На месте встречи двух пустот,
за далью, недоступной зренью,
они к единственному мненью
придут судьбы его насчет.
(«Пляж цвета мокрого пшена…»)
Человек и сам не знает — то ли он плывет, то ли он тонет, встречает солнце или прощается с ним. Поэт делится с нами каким-то смутным, но в то же время очевидным отчаянием. Ему не до поэзии, но поэзии до него есть дело. Его речь бескрасочна, как бескрасочен пасмурный день, который хочется созерцать и созерцать во всей его темноватой и тускловатой ясности, какой-то ублажающей душу прохладной сырости.
Пловец тоже «оборванные связи волочит». Но у Сливкина сама идея связи далеко не так проста: он фиксирует переход состояний; он изображает жизнь изнутри жизни, в том ее измерении, в котором нет «полного», завершенного человека, а значит, нет и окончательно оборванной связи между людьми и даже между временами.
На рынках приведенные в полон
по драхме шли — и даром не рубали!
И римский всадник Ведий Поллион
мурен кормил отменными рабами.
Под портиком сидел на холодке
и, мальчиков держа за подбородки,
смотрел, как в огороженном садке
всплывают галльских ягодиц ошметки.
А время, провозвестник перемен,
сквозь всадника текло необратимо,
поскольку мясо нежное мурен
смягчало нравы населенья Рима.
(«Мурены»)
Необратимо — значит необрываемо. Время связывает и развязывает одновременно. Единица времени всегда многовременна, ибо многопространственна. Если бы она таковой не была, то ее не было бы вовсе. Об этом же хорошо сказано в другом «античном» стихотворении:
Хотелось жить, не зная римских цифр,
но на арене зажигали обруч,
и выбегал из обморока цирк —
зверей необязательный всеобуч.
И сципионы, шкуру опаля,
по очереди прыгали в анналы
истории сквозь литеру нуля,
которой в Риме не существовало.
(«Римские цифры». Из цикла «Четыре восьмистишия»)

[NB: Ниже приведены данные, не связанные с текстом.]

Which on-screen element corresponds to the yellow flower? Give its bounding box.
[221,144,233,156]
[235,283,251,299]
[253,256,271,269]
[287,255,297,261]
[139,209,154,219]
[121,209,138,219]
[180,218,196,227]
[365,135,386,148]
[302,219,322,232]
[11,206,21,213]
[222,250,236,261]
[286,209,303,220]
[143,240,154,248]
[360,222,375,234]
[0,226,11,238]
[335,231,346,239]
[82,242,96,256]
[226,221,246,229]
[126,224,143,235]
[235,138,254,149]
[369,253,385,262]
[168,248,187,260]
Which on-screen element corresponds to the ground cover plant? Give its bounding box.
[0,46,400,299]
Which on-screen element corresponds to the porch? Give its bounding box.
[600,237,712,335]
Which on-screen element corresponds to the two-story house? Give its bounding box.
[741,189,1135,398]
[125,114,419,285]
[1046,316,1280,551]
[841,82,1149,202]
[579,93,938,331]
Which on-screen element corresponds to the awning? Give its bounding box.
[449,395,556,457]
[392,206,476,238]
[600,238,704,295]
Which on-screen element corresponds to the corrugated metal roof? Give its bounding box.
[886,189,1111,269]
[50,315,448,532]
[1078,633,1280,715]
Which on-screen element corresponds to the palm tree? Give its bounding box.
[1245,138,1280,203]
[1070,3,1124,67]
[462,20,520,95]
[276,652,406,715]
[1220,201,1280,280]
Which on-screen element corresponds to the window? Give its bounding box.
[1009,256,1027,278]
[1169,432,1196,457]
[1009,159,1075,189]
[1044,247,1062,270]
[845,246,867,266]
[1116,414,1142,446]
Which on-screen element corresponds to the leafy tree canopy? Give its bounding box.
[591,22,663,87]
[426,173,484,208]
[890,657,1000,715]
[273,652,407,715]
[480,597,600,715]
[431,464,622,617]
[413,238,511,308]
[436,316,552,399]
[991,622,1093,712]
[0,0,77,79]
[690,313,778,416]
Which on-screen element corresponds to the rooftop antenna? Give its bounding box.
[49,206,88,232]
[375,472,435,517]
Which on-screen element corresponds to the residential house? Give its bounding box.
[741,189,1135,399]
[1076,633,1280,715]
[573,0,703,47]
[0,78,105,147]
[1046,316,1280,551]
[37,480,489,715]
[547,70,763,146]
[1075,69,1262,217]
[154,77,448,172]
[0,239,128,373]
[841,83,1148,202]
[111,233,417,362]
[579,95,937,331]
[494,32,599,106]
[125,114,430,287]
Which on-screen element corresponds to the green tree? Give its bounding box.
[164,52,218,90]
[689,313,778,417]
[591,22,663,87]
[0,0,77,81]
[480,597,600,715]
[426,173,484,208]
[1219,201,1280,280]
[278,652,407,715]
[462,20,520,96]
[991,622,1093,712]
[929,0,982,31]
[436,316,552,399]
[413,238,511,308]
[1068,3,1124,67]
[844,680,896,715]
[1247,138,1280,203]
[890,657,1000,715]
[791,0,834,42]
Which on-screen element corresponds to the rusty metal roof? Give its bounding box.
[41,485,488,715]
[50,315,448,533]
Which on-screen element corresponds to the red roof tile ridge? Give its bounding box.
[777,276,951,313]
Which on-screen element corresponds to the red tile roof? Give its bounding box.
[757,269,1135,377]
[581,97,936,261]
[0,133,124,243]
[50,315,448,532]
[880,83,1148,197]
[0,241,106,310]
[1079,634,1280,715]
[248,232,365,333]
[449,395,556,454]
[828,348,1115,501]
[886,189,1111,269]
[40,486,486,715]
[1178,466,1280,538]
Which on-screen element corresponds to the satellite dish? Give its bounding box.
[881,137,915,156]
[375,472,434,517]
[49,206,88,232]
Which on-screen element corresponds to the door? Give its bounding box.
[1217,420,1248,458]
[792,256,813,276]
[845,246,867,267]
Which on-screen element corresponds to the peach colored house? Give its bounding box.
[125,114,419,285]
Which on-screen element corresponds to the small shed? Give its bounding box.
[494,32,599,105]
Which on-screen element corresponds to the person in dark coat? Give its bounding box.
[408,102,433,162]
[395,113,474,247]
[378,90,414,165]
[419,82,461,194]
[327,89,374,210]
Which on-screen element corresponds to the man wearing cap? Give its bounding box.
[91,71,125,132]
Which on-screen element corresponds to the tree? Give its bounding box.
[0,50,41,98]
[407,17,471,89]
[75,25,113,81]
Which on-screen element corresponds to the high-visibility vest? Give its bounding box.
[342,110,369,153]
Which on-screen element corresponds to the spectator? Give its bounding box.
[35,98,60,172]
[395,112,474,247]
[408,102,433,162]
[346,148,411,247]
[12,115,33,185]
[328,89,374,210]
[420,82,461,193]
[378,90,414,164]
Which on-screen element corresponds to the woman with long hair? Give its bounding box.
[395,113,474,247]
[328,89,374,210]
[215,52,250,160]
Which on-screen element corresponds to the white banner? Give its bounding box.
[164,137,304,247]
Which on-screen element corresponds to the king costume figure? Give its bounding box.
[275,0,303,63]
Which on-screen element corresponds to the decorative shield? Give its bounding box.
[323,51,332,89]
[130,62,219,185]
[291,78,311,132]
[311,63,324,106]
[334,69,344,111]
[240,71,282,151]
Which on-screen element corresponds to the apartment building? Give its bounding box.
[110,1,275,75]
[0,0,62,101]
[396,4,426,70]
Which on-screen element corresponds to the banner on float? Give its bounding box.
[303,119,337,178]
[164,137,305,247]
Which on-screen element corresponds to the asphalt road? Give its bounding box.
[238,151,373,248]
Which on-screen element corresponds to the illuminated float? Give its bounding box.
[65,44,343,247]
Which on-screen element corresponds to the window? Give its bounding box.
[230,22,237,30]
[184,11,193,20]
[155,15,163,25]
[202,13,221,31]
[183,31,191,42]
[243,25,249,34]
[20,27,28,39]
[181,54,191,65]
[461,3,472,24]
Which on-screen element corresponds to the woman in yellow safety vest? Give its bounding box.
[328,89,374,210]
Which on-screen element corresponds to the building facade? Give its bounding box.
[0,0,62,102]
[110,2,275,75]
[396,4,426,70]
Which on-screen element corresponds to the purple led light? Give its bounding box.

Это такая же точная «апория», как и смягчающиеся нравы Рима, кормившего мурен рабами. Вот в этих метафизических взлетах, всегда неожиданных, философски изысканных и в то же время житейски очевидных, проглядывает обнадеживающая глубина Истины, именно своей глубиной снимающая горькую безысходность. А поводов для отчаяния более чем достаточно.
Поэзия Сливкина существует на уровне оксюморонов и антиномий. От птичьего гриппа умер лебедь, и по волнам Рейна его разлагающееся тело плывет, как бы прощаясь с прибрежными городами и пейзажами.